L’opinione pubblica non è stata della stessa opinione: le Nazioni Unite hanno chiesto ripetutamente di fermare questo tipo di esecuzioni del paese. Organizzazioni come Amnesty International e Human Rights Watch hanno invece accusato l’ex Presidente Duterte di crimini contro l’umanità. Data la tanta indignazione, nel 2018 la Corte Penale internazionale ha iniziato un’indagine sulla “guerra alla droga” per capirci meglio. Per provare ad evitare un possibile processo, l’allora in carica Presidente Rodrigo Duterte ha ritirato le Filippine dal Trattato di Roma. Duterte ha pensato che non essendo più parte dell’accordo che regola l’autorità della Corte Penale Internazionale avrebbe potuto non riconoscerla come tale e quindi poter non essere processato. Tuttavia, all’epoca della commissione dei fatti, le Filippine erano uno degli Stati firmatari e il processo è quindi possibile.

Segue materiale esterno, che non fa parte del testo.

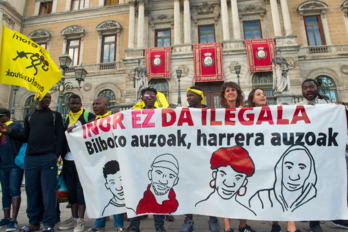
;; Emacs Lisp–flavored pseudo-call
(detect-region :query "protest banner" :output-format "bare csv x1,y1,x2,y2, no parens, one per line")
0,24,62,98
67,104,348,221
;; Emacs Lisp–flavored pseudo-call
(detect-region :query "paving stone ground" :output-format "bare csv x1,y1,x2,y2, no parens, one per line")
0,191,347,232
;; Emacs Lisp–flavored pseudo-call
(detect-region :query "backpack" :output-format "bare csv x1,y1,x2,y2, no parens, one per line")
64,111,89,123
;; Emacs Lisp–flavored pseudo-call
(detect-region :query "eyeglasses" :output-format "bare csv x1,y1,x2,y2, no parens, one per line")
144,94,156,100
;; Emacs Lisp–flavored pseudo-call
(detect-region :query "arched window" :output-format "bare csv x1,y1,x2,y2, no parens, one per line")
315,76,338,102
98,89,116,106
24,95,37,117
62,92,74,119
251,72,275,105
149,79,169,102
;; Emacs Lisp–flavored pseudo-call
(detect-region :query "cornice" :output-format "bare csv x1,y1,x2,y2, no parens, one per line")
0,0,23,24
23,3,129,27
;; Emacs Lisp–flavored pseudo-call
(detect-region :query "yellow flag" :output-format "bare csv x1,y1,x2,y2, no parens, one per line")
134,91,169,110
0,24,62,99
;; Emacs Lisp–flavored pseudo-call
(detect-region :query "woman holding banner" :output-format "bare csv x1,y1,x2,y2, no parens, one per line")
219,81,255,232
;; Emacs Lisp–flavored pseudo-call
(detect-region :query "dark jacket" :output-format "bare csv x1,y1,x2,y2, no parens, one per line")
0,122,23,168
9,108,65,158
62,110,96,159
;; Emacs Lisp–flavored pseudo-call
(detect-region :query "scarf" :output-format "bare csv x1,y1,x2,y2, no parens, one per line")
95,111,112,119
0,121,13,137
69,109,83,126
186,88,205,105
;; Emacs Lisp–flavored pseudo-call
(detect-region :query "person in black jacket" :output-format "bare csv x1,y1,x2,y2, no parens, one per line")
0,93,65,232
59,94,96,232
0,109,23,231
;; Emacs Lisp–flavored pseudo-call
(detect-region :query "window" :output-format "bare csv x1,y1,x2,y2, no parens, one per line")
66,39,81,66
253,72,276,105
155,30,170,47
243,21,262,40
70,0,85,10
198,26,215,43
149,79,169,102
98,89,116,106
39,1,52,15
24,95,37,117
39,43,47,50
101,35,116,63
61,92,74,119
104,0,118,6
315,76,338,102
304,16,325,46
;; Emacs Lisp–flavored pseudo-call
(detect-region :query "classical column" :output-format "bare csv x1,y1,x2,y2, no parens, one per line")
174,0,180,44
281,0,292,36
221,0,230,41
184,0,192,44
231,0,242,40
128,0,135,49
270,0,282,37
138,0,145,48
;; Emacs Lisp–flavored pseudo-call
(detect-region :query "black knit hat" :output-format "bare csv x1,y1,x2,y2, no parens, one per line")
0,108,11,117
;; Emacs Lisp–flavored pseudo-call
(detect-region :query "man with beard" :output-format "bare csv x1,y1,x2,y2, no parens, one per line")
136,154,179,214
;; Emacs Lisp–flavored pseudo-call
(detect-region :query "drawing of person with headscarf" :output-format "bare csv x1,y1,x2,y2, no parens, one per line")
195,146,256,215
249,145,317,212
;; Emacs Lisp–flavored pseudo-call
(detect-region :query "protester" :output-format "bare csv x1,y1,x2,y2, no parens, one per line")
126,87,166,232
59,94,96,232
180,86,220,232
219,81,255,232
0,93,65,232
84,97,124,232
0,109,23,231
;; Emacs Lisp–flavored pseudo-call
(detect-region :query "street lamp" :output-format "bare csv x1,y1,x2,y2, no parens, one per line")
234,62,241,86
11,85,19,121
176,67,182,106
51,53,87,113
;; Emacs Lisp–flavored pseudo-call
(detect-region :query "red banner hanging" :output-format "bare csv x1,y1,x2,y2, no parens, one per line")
193,43,223,82
145,47,171,79
245,39,275,72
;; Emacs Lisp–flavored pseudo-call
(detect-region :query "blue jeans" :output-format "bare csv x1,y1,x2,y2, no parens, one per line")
129,215,164,228
94,213,124,228
0,166,23,209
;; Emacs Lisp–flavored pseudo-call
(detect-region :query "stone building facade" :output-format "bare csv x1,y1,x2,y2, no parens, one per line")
0,0,348,119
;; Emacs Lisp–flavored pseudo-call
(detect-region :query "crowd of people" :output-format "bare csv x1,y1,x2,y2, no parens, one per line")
0,79,348,232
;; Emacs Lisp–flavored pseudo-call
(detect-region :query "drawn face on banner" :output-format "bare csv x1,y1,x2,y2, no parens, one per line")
213,166,247,200
282,150,311,191
148,154,179,195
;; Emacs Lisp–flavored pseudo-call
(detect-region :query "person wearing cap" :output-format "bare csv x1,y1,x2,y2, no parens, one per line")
180,86,220,232
0,108,23,231
0,93,65,232
195,146,256,216
136,154,179,215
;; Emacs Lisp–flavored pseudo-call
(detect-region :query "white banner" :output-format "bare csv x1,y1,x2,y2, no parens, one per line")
67,105,348,221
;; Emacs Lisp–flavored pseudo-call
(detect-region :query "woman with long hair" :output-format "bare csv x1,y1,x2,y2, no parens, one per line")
248,88,300,232
219,81,255,232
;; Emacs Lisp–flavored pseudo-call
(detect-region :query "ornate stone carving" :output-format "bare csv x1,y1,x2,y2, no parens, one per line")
61,25,85,37
96,20,122,35
28,29,51,40
191,2,220,26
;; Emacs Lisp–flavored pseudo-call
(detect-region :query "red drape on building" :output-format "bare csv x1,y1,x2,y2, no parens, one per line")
145,47,171,79
245,39,275,72
193,43,223,82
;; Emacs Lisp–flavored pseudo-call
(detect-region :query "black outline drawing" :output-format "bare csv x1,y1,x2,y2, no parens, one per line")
249,145,317,212
102,160,126,216
136,153,179,214
195,146,256,216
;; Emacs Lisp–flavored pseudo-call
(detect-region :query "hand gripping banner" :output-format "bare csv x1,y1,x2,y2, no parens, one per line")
193,42,224,82
245,39,275,72
67,105,348,221
0,25,62,98
145,47,171,79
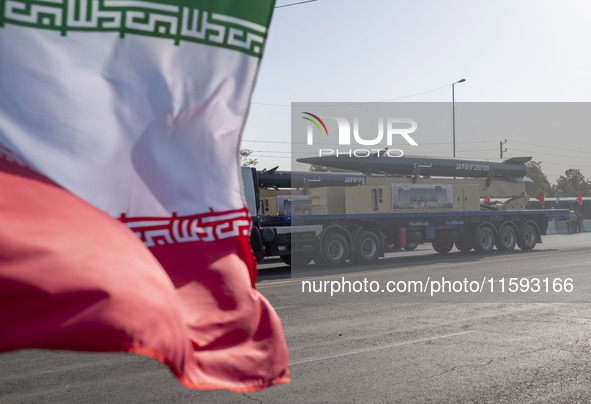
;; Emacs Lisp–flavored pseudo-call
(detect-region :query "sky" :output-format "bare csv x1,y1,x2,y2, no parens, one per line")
241,0,591,183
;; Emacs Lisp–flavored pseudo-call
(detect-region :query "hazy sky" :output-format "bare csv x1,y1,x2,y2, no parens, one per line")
242,0,591,183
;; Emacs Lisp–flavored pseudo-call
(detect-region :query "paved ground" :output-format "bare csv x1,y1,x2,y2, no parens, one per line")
0,233,591,403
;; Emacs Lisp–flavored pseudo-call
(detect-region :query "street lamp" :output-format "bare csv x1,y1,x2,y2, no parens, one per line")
451,79,466,158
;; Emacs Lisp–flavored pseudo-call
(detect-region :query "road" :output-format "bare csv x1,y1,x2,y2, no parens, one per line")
0,233,591,403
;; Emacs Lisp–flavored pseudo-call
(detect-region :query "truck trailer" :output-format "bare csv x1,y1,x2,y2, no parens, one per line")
243,156,569,266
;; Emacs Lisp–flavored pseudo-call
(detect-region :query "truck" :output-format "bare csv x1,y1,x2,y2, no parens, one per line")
242,158,569,266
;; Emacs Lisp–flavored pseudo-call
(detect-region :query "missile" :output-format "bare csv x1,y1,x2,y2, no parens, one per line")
257,169,364,188
297,154,531,180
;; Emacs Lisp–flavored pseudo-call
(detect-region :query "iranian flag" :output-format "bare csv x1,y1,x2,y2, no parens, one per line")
0,0,289,392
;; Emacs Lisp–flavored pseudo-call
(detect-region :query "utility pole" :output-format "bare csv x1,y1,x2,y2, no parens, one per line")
451,79,466,158
499,139,507,160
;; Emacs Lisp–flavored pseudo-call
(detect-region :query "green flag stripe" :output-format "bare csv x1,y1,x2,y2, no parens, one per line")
0,0,274,57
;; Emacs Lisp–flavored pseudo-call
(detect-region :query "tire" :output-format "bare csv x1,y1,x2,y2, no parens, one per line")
431,240,454,254
314,232,351,267
495,224,517,251
474,226,495,254
352,230,382,265
279,255,312,267
456,240,472,254
250,227,265,264
404,243,419,251
517,223,538,251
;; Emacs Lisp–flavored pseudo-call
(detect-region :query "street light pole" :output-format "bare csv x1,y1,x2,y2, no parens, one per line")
451,79,466,158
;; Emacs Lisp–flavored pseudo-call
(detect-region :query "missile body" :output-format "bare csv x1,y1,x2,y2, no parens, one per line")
257,171,364,188
297,154,531,180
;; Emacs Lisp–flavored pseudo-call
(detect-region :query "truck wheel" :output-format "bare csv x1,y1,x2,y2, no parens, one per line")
474,226,495,254
431,240,454,254
517,223,538,251
314,233,351,267
456,240,472,253
495,224,517,251
250,227,265,263
353,230,382,264
279,255,312,267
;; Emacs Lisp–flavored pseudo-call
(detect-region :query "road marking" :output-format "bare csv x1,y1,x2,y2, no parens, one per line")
257,251,589,289
289,331,476,366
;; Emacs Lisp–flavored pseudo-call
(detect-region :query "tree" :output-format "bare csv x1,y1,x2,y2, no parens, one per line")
240,149,258,167
554,168,591,196
525,161,552,196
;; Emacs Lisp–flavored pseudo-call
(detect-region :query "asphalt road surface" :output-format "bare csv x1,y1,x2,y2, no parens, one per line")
0,233,591,403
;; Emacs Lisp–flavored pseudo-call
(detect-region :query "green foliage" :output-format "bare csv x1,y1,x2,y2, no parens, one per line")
240,149,258,167
552,168,591,196
525,161,552,196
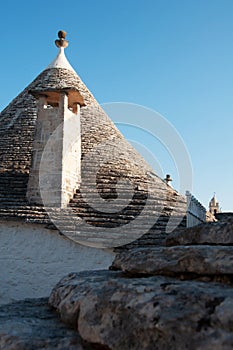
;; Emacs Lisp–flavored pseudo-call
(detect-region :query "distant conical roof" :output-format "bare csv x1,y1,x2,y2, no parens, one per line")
0,32,185,246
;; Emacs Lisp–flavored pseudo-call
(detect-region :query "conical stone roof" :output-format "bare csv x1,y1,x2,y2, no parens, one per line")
0,31,185,247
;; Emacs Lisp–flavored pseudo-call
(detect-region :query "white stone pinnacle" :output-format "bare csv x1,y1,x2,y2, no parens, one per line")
46,47,76,73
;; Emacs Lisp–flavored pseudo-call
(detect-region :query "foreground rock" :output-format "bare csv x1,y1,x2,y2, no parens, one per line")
111,245,233,276
0,299,92,350
165,218,233,246
49,271,233,350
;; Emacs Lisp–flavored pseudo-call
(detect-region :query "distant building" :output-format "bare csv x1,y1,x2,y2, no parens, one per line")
0,31,186,303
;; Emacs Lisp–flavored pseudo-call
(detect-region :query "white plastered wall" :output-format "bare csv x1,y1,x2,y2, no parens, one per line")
0,221,114,305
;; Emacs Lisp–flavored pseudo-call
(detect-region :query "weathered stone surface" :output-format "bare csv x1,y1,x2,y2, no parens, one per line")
111,245,233,276
164,218,233,246
0,299,89,350
49,271,233,350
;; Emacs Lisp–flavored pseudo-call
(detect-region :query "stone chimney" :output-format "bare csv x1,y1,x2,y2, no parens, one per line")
27,32,84,208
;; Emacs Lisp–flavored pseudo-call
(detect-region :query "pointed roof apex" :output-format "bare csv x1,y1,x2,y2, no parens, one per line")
210,192,218,206
46,30,76,73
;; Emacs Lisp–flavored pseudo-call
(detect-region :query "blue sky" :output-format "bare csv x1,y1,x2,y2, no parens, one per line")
0,0,233,211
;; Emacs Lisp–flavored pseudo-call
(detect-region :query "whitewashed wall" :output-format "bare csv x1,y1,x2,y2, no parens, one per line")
0,221,114,304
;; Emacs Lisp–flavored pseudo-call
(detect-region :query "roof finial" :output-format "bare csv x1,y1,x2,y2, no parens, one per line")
55,30,69,48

Dopo una lunga indagine da parte della Corte Penale Internazionale, pochi giorni fa l’ex Presidente è stato arrestato nei Paesi Bassi e dovrà affrontare il processo con l’accusa di “crimini contro l’umanità”.
Ora è compito della Corte giudicare e condannare quanto commesso dall’ex Presidente Duterte. Questo è il primo passo verso una giustizia per tutte le vittime di questa campagna. Ad oggi, la “guerra alla droga” portata avanti da Duterte resta uno degli episodi recenti più violenti nella storia delle Filippine.